Eğitimde fırsat eşitliğini engelleyen faktörlerden biri de toplumsal faktörlerdir. Her ne kadar sanayi toplumu olma yönünde hızla gelişmekte olsak da fırsat eşitliğine engel olan konulardan biri cinsiyet ayrımıdır. Cumhuriyetin ilanından sonra kadınların eğitimi üzerine önemli ilerlemeler sağlanmışsa da günümüzde hala özellikle de kırsal kesimlerde eşitsizlik söz konusudur. Bunun sebepleri dini inanış, gelenek ve görenekler, bağnaz fikirler olabilmektedir. Ayrıca tarlalarda çalıştırıldıkları ya da evle ilgili işlerle sorumlu tutuldukları için de kadınların eğitimi engellenmiştir. Bunun dışında ülkemizde bazı okulların Kız Anadolu Lisesi/Erkek Anadolu Lisesi, Kız Teknik Lisesi/Erkek Teknik Lisesi vs. ayrımlarda bulunması okulların farklı temel amaçlarla oluşturulduğunu gösterir. Çocukların eğitimi başta ailede annede başladığı düşünülürse kadının eğitimli olması çocukların da baştan daha iyi bir gelişim göstermesini sağlar.

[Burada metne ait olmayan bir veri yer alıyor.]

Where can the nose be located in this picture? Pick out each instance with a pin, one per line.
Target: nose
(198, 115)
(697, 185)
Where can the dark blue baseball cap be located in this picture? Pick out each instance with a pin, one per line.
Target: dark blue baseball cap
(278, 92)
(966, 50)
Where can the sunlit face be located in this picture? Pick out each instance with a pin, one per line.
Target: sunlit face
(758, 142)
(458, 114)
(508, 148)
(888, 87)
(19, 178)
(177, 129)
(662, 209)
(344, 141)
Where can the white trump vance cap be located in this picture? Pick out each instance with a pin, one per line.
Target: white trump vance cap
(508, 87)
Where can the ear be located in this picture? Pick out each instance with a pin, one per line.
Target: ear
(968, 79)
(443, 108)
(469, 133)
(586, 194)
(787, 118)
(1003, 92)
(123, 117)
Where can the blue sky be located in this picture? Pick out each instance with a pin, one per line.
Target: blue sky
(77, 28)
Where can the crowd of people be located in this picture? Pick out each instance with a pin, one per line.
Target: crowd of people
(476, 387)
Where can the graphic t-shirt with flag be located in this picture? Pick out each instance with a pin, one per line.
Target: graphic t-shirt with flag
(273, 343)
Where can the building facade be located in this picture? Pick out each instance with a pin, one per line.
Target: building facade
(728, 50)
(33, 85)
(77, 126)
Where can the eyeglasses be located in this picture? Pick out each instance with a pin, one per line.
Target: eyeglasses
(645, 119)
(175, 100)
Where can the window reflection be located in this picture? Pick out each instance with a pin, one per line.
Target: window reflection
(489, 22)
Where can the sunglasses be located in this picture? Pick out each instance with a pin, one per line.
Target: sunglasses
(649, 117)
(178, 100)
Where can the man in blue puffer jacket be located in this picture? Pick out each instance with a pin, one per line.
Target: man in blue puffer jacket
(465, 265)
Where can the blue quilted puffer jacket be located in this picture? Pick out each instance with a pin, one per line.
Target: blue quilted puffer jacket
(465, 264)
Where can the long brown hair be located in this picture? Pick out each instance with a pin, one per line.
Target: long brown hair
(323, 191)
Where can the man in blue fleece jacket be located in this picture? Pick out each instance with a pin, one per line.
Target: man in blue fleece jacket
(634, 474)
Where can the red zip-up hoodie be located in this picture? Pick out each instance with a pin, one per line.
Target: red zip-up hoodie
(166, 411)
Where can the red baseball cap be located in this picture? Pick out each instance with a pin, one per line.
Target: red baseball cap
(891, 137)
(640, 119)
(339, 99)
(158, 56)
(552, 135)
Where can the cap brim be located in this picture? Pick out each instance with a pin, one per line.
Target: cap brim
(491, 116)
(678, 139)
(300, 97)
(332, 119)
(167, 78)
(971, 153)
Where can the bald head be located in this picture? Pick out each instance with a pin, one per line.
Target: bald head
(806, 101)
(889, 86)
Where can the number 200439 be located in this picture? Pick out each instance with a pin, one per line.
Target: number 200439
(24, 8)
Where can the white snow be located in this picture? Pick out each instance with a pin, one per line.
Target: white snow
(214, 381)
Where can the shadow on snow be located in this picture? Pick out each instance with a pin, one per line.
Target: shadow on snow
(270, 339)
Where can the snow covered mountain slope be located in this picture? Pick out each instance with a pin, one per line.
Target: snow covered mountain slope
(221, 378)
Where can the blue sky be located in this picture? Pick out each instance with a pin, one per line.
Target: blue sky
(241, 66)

Ülkemizde geçmiş yıllarda görülen hızlı nüfus artışı eğitimi olumsuz yönde etkilemiştir. Çok nüfuslu aileler geçim sıkıntısı çekmekte bu nedenle de çocuklarının bazılarını ya da hepsini okula gönderememektedir. Yine nüfus artışı sebebiyle okullardaki öğrenci sayısı artmakta, okullar da bu yüzden yetersiz kalmaktadır. Kişi başına düşen öğretmen sayısı, araç gereç eksikliği eğitimin niteliğini düşürmektedir. Sadece nüfus artışı sebebiyle değil günümüzde öğretmen atama sistemi de bu eşitsizliğe neden olmaktadır. Az sayıda öğretmen alımı kimi okulların öğretmensiz kalmasına sebep olmaktadır. Ülkede yaşanan terör sorunu öğretmenlerin doğuya gitmemekten çekinmesine neden olmakta bu da o bölgede yaşan çocukların eğitimden mahrum kalmasına neden olmaktadır.
Fırsat eşitliğinin önündeki diğer bir engel, özel eğitime ihtiyaç duyan çocuklara sağlanan hizmetlerin yetersiz olmasıdır. Zihinsel ve bedensel gelişimi farklı olan bu çocuklara uygun okullar çoğaltılmalı, bu konuda eğitimli öğretmen sayısı arttırılmalıdır.
Ülkemizde eğitim alanında yaşanan en büyük sorunlardan biri de siyasi faktörlerdir. Eğitim sisteminin kararlı bir gidiş gösterememesi, sürekli değişen eğitim politikası ve felsefesi, uygulanmaya çalışılan farklı sistemler eğitimden herkesin eşit anlamda yararlanmasını engellemiştir.